J. Marcos y M.ª Ángeles Fernández
Colombia
La historia de Colombia gira en torno a la tierra, a su posesión, uso y producción, en un molinete de vueltas excéntricas con más de ocho millones de personas desplazadas, sobre todo de las zonas rurales, las más golpeadas por la violencia. El presidente, Gustavo Petro, repite que su idea de terminar con la dependencia del petróleo pasa por un cambio de modelo económico en el que la agricultura se sitúe en el centro de la esfera productiva.
Manuel. Foto: Desplazados.org
Fabián. Foto: Desplazados.org
Dos horas y media “en bestia” más otra hora y pico en moto desde la vereda San Miguel, pasando por San Andrés de Cuerquia, “hasta arribar acá”, ese adverbio de lugar en estas líneas ubicado en Toledo, un municipio en la subregión Norte de Antioquia, ese acá hasta donde también ha llegado un reducido grupo de representantes de la Red de Organizaciones Campesinas y Sociales del Norte y Bajo Cauca Antioqueño (REDOSC), cada uno desde su parcela correspondiente; y pongamos que ese hombre a lomos de un caballo primero y de un ciclomotor después se llama Manuel, por escribir un nombre, cualquiera salvo el suyo para que nadie pueda identificarlo.
Así continúan las cosas en este rincón, uno de tantos otros, de Colombia. Así y no de otra forma, por mucho que Google Maps refleje que el trayecto apenas supone sesenta minutos largos, pero es que aquí los desprendimientos y los obstáculos se cuentan por centenares; por mucho que el calendario corrobore los más de seis años desde aquel acuerdo de paz entre el Gobierno (por aquel entonces de Juan Manuel Santos) y la guerrilla de las FARC-EP (Fuerzas Armadas Revolucionarias de Colombia - Ejército del Pueblo), pero es que aquí siguen muriendo; por mucho que el Ejecutivo de Gustavo Petro, el primer mandatario de izquierdas en toda la historia del país (con el permiso de algunas opciones liberales), acuñara a su llegada en agosto el concepto de la “paz total”, como transformadora apuesta de hacer política, pero es que todavía no llega, no al menos a rincones como este de Toledo.

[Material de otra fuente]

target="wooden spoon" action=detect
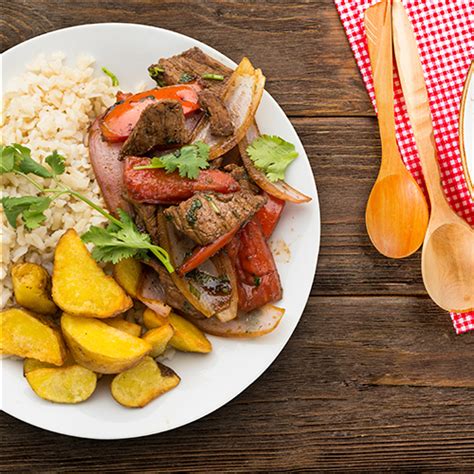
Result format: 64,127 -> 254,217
365,0 -> 428,258
393,0 -> 474,312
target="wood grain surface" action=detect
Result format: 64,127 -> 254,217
0,0 -> 474,472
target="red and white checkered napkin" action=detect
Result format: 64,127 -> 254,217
334,0 -> 474,334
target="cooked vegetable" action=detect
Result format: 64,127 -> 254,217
113,258 -> 142,298
143,323 -> 174,357
110,357 -> 180,408
157,212 -> 232,317
53,229 -> 132,318
188,304 -> 285,337
255,194 -> 285,240
89,116 -> 131,216
61,313 -> 151,374
177,225 -> 240,276
192,58 -> 265,160
23,359 -> 97,403
124,157 -> 240,204
12,263 -> 58,314
228,219 -> 282,311
169,313 -> 212,354
0,308 -> 66,365
137,269 -> 171,317
104,318 -> 142,337
100,84 -> 200,142
143,308 -> 169,329
247,135 -> 298,183
134,142 -> 209,179
102,67 -> 119,87
239,121 -> 311,203
201,74 -> 224,81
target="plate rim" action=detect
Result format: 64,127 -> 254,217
0,22 -> 321,440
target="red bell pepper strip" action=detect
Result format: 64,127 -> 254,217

“En mi vereda anteriormente habían por ahí 177 familias y en este momento habemos 19 familias, debido al conflicto armado que llegó a nuestras comunidades”. Durante la conversación, Manuel repite varias veces la rebaja, como si la retuviera en la memoria cual reflejo de tanto lo sufrido desde los años 90, “cuando empezó la deseconomía y a muchos los desplazaron, a otros los asesinaron” y no quedaron “sino unos poquitos”. Manuel tenía por entonces cinco hijos pequeños y tomó la decisión de permanecer, de soportar, de hacer frente desde la tierra misma a un conflicto que fue “una cosa exagerada: las FARC, los paramilitares, el Ejército… fue terrible. He pasado miedo en demasiado”.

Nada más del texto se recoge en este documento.